De terras e lágrimas
_______________________________
Um menino
que viveu
os primeiros
momentos do avanço
alemão sobre a Europa,
mais de meio século
depois,
conta a história vivida
e gravada
no próprio corpo.
_______________________________
Embora não pretendesse
fazer literatura, o material ditado pela memória, impôs certos recursos
perpassados pela subjetividade que são estranhados à rigorosa arquitetura do
discurso científico.
Uma conhecida canção
francesa ou belga, dos anos da guerra, que ganha atualidade nos nossos dias,
introduz o discurso: "Tudo vai bem, tudo vai muito bem, é preciso que eu
vos diga. Tudo vai bem, mas seus animais de criação morreram, seus bens se perderam,
seus parentes se suicidaram. Fora isso, tudo vai bem".
A ironia da canção,
transposta de um momento para outro, ilustra a ótica das vítimas de guerra.
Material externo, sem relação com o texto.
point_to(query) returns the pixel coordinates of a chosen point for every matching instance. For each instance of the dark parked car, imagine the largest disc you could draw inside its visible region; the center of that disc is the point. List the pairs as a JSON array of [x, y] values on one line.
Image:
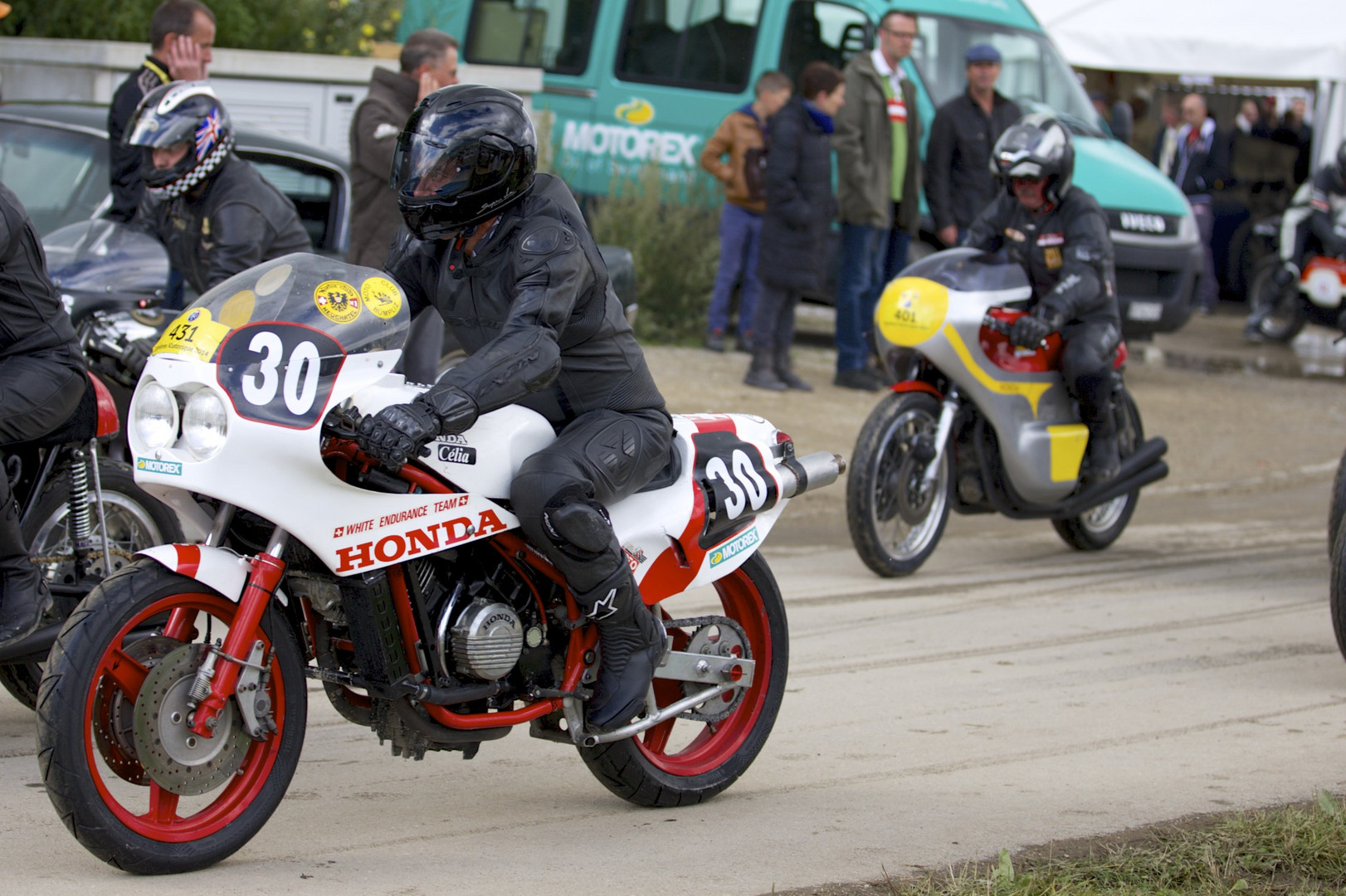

Apesar dos conflitos, o mundo continua; os que não foram atingidos ostentam o
seu alívio e a sua felicidade. As tragédias particulares de muitos não são
suficientes para interromper a irônico curso da vida: "Tout va très bien
madame la marquise, / tout va très bien, il faut pourtant que je vous
dise..."
Embalados pelos sons
desta canção, os personagens referenciais do livro, Max e Lisa, pais do pequeno
Arnold, saem do cinema. Ora, esta cena inicial da narrativa, que lembra um
recurso literário de introdução dos acontecimentos, é, de fato, uma cena real.
E, desde aí, a compulsão investigativa do autor do livro se faz sentir. A
partir de jornais da época, A. S. Scheinowitz identificou até mesmo o filme que
estava passando, quando seus pais viviam um dos últimos momentos de tranquila
ilusão.
Com este episódio é
possível dar uma mostra do longo trabalho de levantamento feito pelo autor. Se
até mesmo detalhes pessoais não foram descuidados, o mesmo critério confere
valor às suas conclusões sobre o papel dos franceses, como bem comportados agentes
no cumprimento das tarefas sujas que lhes foram reservadas pelos nazistas. O
capítulo "Os caçadores são franceses" é o ponto de partida do libelo
de Scheinowitz sobre o envolvimento da França no processo de aniquilamento dos
judeus.
Publicado na Bélgica, e
ainda inédito em português, o livro De
terre e de larmes, de A. S. Scheinowitz será lançado às 18:30 de amanhã, no
Museu Geológico da Bahia, como parte dos eventos do XIII Congresso Brasileiro
de Professores de Francês.
____________________________
De terras e lágrimas. Artigo crítico sobre o livro De terre e des armes, de A. S.
Scheinowitz. Coluna “Leitura Crítica” do jornal A Tarde, Salvador, 3 ago. 98, p. 7.